The navigation elements are the first to optimize with UX reflection. Is my main menu clear? Are my secondary navigation blocks (sidebar, footer, a mosaic of related topics, etc.) visible and relevant enough? Do I offer consistent links in my content? So many questions to ask yourself when creating your site to help obtain a low bounce rate.
The more the visitor has the opportunity to complete their session with relevant content, the more your site will benefit from interesting statistics in terms of bounce and exit rate.
Optimize the consistency between your title/meta description tag duo and the content of your pages
Consistency between the title and meta description tags on one side and your page content on the other is a critical component in improving a bounce rate. You have to ask yourself if your title correctly summarizes the content offered on your page.
If this is not the case, readers will visit your site thinking they will find information that meets their expectations and will find completely different information. They will then leave your site immediately and therefore increase your bounce rate.
Remember to summarize the content of your pages as explicitly as possible in the title and meta description. This will increase the rate of satisfied visitors.
Limit errored pages
Especially pages that generate extremely high bounce rates should get your attention. It may be that these pages are simply in error. In this case, list all the affected pages and repair them. They may be old posts in which case you can set up redirects or ask Google to deindex them.
To analyze the pages in error or launch deindexing requests, you have to go to Search Console. The error pages are found in the “Cover” tab while the deindexing request is made in the “Deletions” tab.
Caution: A request to de-index pages should be given careful consideration. It is not irrevocable but can have disastrous consequences if it is not mastered.
Increase the quality of your content and UX
When analyzing a high bounce rate, one of the most obvious and arguably the most hidden factors is the quality of the texts offered. The content produced maybe, despite its substantial size, of poor quality in the eyes of visitors.
Another possibility is that your content is of good or even very good quality but the layout does not make it easy to read. An effortless presentation page can quickly look like a block of text that won’t appeal to many people. Remember to ventilate your texts as much as possible and break reading with photos, quotes, videos, or any other content at your disposal.
Of course, if your site is filled with pop-ups, intrusive ads, or other unwanted additional content, start by cleaning up all of those disruptive elements to see a bounce rate go down.

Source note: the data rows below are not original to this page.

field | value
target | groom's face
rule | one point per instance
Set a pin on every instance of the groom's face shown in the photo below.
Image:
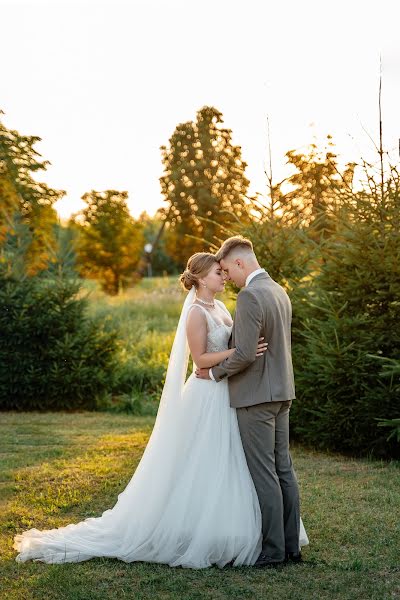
(233, 269)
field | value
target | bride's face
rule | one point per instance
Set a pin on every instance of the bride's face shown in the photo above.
(215, 279)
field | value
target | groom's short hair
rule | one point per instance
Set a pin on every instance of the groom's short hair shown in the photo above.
(235, 242)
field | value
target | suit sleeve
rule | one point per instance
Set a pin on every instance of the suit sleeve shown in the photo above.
(248, 323)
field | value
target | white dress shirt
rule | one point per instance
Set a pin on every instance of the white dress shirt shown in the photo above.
(248, 279)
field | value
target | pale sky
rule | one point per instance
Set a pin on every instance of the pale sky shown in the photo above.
(104, 83)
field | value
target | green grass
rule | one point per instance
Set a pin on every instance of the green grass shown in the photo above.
(61, 468)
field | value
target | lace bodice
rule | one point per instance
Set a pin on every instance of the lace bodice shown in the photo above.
(218, 334)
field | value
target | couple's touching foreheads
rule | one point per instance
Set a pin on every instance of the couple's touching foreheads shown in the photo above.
(216, 484)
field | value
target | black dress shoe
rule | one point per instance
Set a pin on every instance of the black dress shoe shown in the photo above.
(293, 557)
(267, 562)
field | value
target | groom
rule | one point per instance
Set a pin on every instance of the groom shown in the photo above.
(262, 389)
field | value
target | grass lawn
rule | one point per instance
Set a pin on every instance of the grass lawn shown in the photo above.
(60, 468)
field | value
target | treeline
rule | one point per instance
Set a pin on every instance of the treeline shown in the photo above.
(330, 236)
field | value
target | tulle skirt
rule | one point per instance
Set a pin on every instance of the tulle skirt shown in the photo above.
(190, 503)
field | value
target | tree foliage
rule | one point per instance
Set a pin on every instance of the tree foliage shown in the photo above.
(110, 242)
(21, 194)
(52, 355)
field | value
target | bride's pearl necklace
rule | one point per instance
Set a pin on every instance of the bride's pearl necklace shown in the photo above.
(205, 302)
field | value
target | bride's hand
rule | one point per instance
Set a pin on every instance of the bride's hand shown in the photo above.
(262, 347)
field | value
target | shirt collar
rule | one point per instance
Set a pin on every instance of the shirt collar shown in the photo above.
(253, 274)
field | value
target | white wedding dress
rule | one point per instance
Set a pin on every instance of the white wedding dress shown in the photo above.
(191, 501)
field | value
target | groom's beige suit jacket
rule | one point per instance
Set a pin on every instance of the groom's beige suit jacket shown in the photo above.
(263, 309)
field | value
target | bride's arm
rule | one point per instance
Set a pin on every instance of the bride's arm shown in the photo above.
(196, 330)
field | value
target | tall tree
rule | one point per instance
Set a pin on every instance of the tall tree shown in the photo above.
(21, 195)
(204, 182)
(317, 185)
(110, 242)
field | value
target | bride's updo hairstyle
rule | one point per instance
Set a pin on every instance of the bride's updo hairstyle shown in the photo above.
(198, 266)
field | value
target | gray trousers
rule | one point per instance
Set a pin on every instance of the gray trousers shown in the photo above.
(264, 429)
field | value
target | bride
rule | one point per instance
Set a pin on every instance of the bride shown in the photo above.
(191, 501)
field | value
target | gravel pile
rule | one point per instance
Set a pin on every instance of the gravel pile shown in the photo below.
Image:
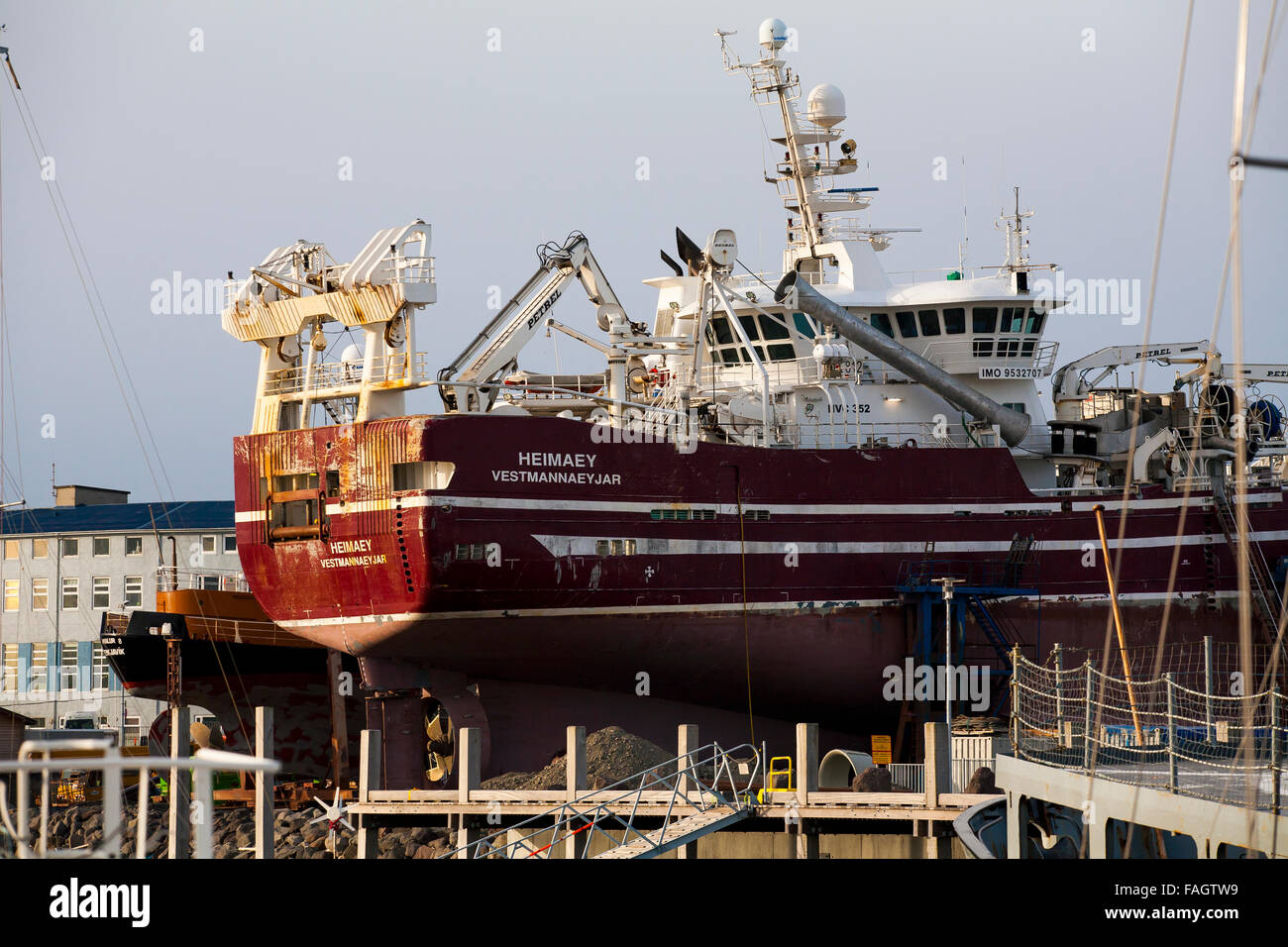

Solve responsive and mobile-friendly issues
Nowadays, it is essential to have a site adapted to mobiles and more generally to all media. We often talk about responsive design even if other technical solutions exist.
The global internet audience has become predominantly mobile. While this statement is not yet true in all areas, taking mobile users into account is important for any company on the web. You can test the compatibility of your site with a specialized tool: Google’s Mobile-Friendly Test.
If your site is not yet mobile-friendly, your bounce rate will naturally increase as your audience focuses on this type of device. We, therefore, advise you to quickly integrate the development of a version of your site adapted to mobile devices.
Check the configuration of your modules and Google Analytics
One of the first things to check when you notice a surprisingly low bounce rate or, on the contrary, above 75% is to check the configuration of our different audience analysis modules and solutions.
We noticed, a few years ago, that a module installed by one of our customers directly counted two page views for each user, thus reducing the bounce rate to 0. The bug was quickly corrected so that the statistics became consistent again and analyzable.
You are now armed to fight bad bounce rates or at least understand the ins and outs of this statistic at the heart of so much debate.